The AGCO will be the regulator and can set up a subsidiary to be an operator. In addition, the Ontario Lottery could also apply to be an operator under the evolving framework.

Caughill was joined on the webinar by Paul Burns, CEO and president of the Canadian Gaming Association; Danielle Bush, a partner at Miller Thompson LLC; and moderator Matt Carey of VIXIO Gambling Compliance.

The discussion centered mostly around what the requirements to operate iGaming would look like, keeping the application fee low, and how Ontario — Canada’s most populous province — would lead the way for other Canadian provinces. Ontario shares a border with five U.S. states including Michigan, where residents have had access to the Caesars Casino in Windsor, which opened in the 1990s. According to the Caesars website, the casino is currently closed due to COVID-19 restrictions in Canada.

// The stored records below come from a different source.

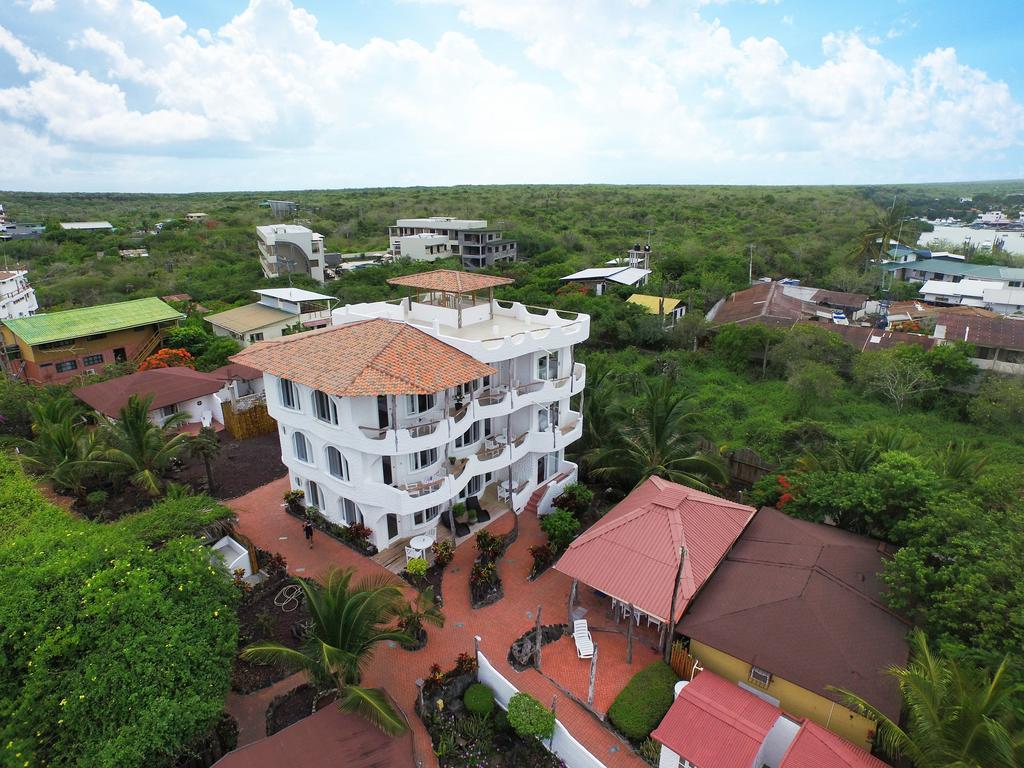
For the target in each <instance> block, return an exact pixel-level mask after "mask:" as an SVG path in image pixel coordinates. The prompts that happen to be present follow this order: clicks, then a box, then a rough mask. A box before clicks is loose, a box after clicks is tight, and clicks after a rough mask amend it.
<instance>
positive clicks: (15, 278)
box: [0, 269, 39, 319]
mask: <svg viewBox="0 0 1024 768" xmlns="http://www.w3.org/2000/svg"><path fill="white" fill-rule="evenodd" d="M38 308H39V303H38V302H37V301H36V292H35V290H34V289H33V288H32V286H30V285H29V272H28V271H27V270H25V269H15V270H13V271H4V270H0V319H10V318H12V317H28V316H29V315H30V314H35V313H36V310H37V309H38Z"/></svg>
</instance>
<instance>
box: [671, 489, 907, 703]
mask: <svg viewBox="0 0 1024 768" xmlns="http://www.w3.org/2000/svg"><path fill="white" fill-rule="evenodd" d="M884 553H885V545H883V544H882V543H881V542H878V541H874V540H873V539H868V538H866V537H860V536H856V535H854V534H850V532H848V531H845V530H841V529H839V528H835V527H831V526H829V525H823V524H820V523H813V522H807V521H805V520H798V519H796V518H793V517H790V516H788V515H785V514H783V513H782V512H779V511H777V510H775V509H772V508H770V507H763V508H762V509H761V510H760V511H759V512H758V513H757V515H755V516H754V520H752V521H751V523H750V524H749V525H748V526H746V529H745V530H744V531H743V534H742V535H741V536H740V537H739V539H738V540H737V542H736V546H735V547H734V548H733V550H732V552H730V553H729V555H728V557H726V559H725V560H724V561H723V562H722V563H721V564H720V565H719V566H718V568H717V569H716V570H715V573H714V574H713V575H712V578H711V579H710V580H709V582H708V584H707V585H706V587H705V589H703V590H702V591H701V592H700V593H699V594H698V595H697V597H696V599H695V600H694V601H693V602H692V603H691V604H690V608H689V610H688V611H687V613H686V615H684V616H683V621H682V623H681V624H680V626H679V631H680V632H682V633H683V634H684V635H687V636H689V637H690V638H692V639H694V640H696V641H698V642H701V643H706V644H708V645H710V646H712V647H713V648H717V649H718V650H720V651H724V652H725V653H728V654H730V655H732V656H735V657H736V658H739V659H741V660H743V662H746V663H748V664H751V665H754V666H757V667H760V668H761V669H764V670H767V671H768V672H770V673H772V674H774V675H777V676H778V677H781V678H783V679H785V680H788V681H790V682H792V683H795V684H797V685H799V686H801V687H803V688H806V689H807V690H810V691H813V692H815V693H818V694H819V695H822V696H826V697H828V698H833V699H835V700H842V699H841V697H840V696H838V695H837V694H835V693H831V692H829V691H828V690H827V689H826V686H829V685H836V686H841V687H844V688H848V689H850V690H852V691H854V692H855V693H857V694H858V695H860V696H863V697H864V698H865V699H867V700H868V701H870V702H871V703H872V705H874V706H876V707H878V708H879V709H880V710H881V711H882V712H883V713H885V714H886V715H888V716H889V717H891V718H893V719H894V720H895V719H897V718H898V717H899V711H900V695H899V690H898V688H897V686H896V682H895V679H894V678H893V677H892V676H890V675H888V674H886V670H887V669H888V668H889V667H891V666H893V665H903V664H905V663H906V659H907V646H906V633H907V630H908V626H907V624H906V623H905V622H904V621H903V620H902V618H900V617H899V616H898V615H897V614H895V613H894V612H892V611H890V610H889V609H888V608H886V607H885V605H883V603H882V595H883V592H884V589H885V587H884V585H883V583H882V580H881V579H879V577H878V572H879V571H880V570H881V569H882V563H883V556H884Z"/></svg>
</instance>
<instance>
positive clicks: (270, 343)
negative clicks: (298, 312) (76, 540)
mask: <svg viewBox="0 0 1024 768" xmlns="http://www.w3.org/2000/svg"><path fill="white" fill-rule="evenodd" d="M231 359H232V360H233V361H234V362H241V364H243V365H246V366H251V367H252V368H256V369H259V370H260V371H263V372H265V373H269V374H272V375H274V376H281V377H283V378H286V379H290V380H292V381H294V382H298V383H299V384H304V385H305V386H307V387H312V388H313V389H319V390H322V391H324V392H327V393H328V394H333V395H338V396H340V397H362V396H370V395H378V394H429V393H432V392H439V391H440V390H442V389H446V388H449V387H454V386H456V385H457V384H465V383H466V382H469V381H473V380H474V379H480V378H482V377H484V376H490V375H493V374H495V373H496V371H495V369H493V368H492V367H490V366H486V365H484V364H482V362H480V361H479V360H476V359H474V358H473V357H471V356H470V355H468V354H466V353H465V352H462V351H460V350H458V349H456V348H455V347H453V346H450V345H447V344H445V343H444V342H442V341H438V340H437V339H435V338H433V337H432V336H430V335H428V334H426V333H424V332H423V331H420V330H419V329H416V328H413V327H412V326H408V325H406V324H404V323H396V322H394V321H386V319H369V321H362V322H359V323H351V324H348V325H345V326H333V327H332V328H325V329H321V330H319V331H307V332H305V333H301V334H296V335H294V336H286V337H284V338H282V339H271V340H269V341H260V342H257V343H256V344H254V345H253V346H251V347H248V348H247V349H243V350H242V351H241V352H239V353H238V354H236V355H233V356H232V357H231Z"/></svg>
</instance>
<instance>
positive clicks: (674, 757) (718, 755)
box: [651, 671, 889, 768]
mask: <svg viewBox="0 0 1024 768" xmlns="http://www.w3.org/2000/svg"><path fill="white" fill-rule="evenodd" d="M651 737H652V738H653V739H654V740H656V741H658V742H659V743H660V744H662V756H660V760H659V762H658V768H889V766H887V765H886V763H883V762H882V761H881V760H879V759H878V758H874V757H871V755H869V754H868V753H866V752H865V751H864V750H861V749H860V748H858V746H855V745H853V744H851V743H850V742H849V741H847V740H845V739H844V738H842V737H840V736H837V735H836V734H835V733H833V732H830V731H828V730H825V729H824V728H822V727H821V726H819V725H816V724H815V723H813V722H811V721H809V720H803V721H801V720H796V719H794V718H791V717H788V716H787V715H785V714H784V713H783V712H782V711H781V710H779V709H778V707H776V706H775V705H774V703H772V702H770V701H768V700H766V698H765V697H762V696H759V695H756V694H755V693H752V692H750V691H748V690H743V689H742V688H740V687H739V686H738V685H736V684H734V683H730V682H729V681H728V680H726V679H724V678H722V677H719V676H718V675H716V674H715V673H713V672H707V671H705V672H701V673H699V674H698V675H697V676H696V677H695V678H693V680H692V681H690V682H689V683H687V682H686V681H681V682H679V683H678V684H677V686H676V700H675V702H673V705H672V708H671V709H670V710H669V712H668V714H666V716H665V719H663V720H662V722H660V723H659V724H658V726H657V728H655V729H654V732H653V733H651Z"/></svg>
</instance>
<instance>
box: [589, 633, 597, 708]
mask: <svg viewBox="0 0 1024 768" xmlns="http://www.w3.org/2000/svg"><path fill="white" fill-rule="evenodd" d="M596 682H597V643H594V655H593V656H591V658H590V687H588V688H587V706H588V707H593V706H594V683H596Z"/></svg>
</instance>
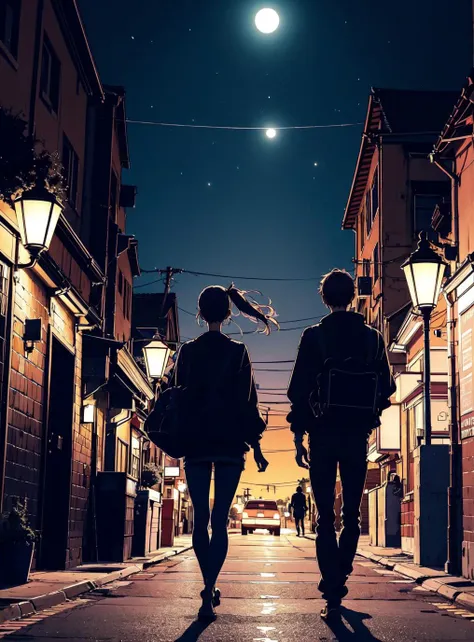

Michigan launched operators for iGaming and sports betting on Jan. 22, and its three commercial casinos in Detroit reopened at limited capacity Dec. 21.

When it comes to digital sports betting, it’s likely that William Hill (partnership with Caesars) will be among the operators in the market, along with Toronto-based theScore, and U.S. giants BetMGM, DraftKings, and FanDuel, all three of which were among the first to go live in both Michigan and Virginia in the last week.

Ontario will set tone for rest of Canada

Stakeholders agreed that a low application rate and a low tax rate are paramount to enticing operators to set up shop in Ontario. They also pointed to models in the United Kingdom and New Jersey as ones they would want to see the province emulate.

“We have to convince people that coming in and being licensed in Ontario is to their benefit even if it doesn’t give them access to the rest of the country,” said Bush, who is a leading gaming lawyer in Canada. “It would be a huge bonus to tell sportsbooks they can offer single-event sports betting. Hopefully we will get that go-ahead from federal government before Ontario goes live.”

It appeared there was some concern that operators may not find it appealing to enter the Ontario market if they cannot have access to the rest of the country. But the model is similar to that in the U.S., where any state can choose to offer iGaming or sports betting, and digital platforms are geofenced at the border. It seems the ultimate goal, at least for panelists, would be for legal iGaming and sports gaming throughout the country.

Either way, Ontario is poised to set the tone.

“I think it’s a watching brief for a lot of other jurisdictions,” Burns said.

Added Bush: “I think that if I were one of the smaller provinces, I would seriously consider, once Ontario is up and running, it would make a lot of sense to simply replicate the same model in your own province.”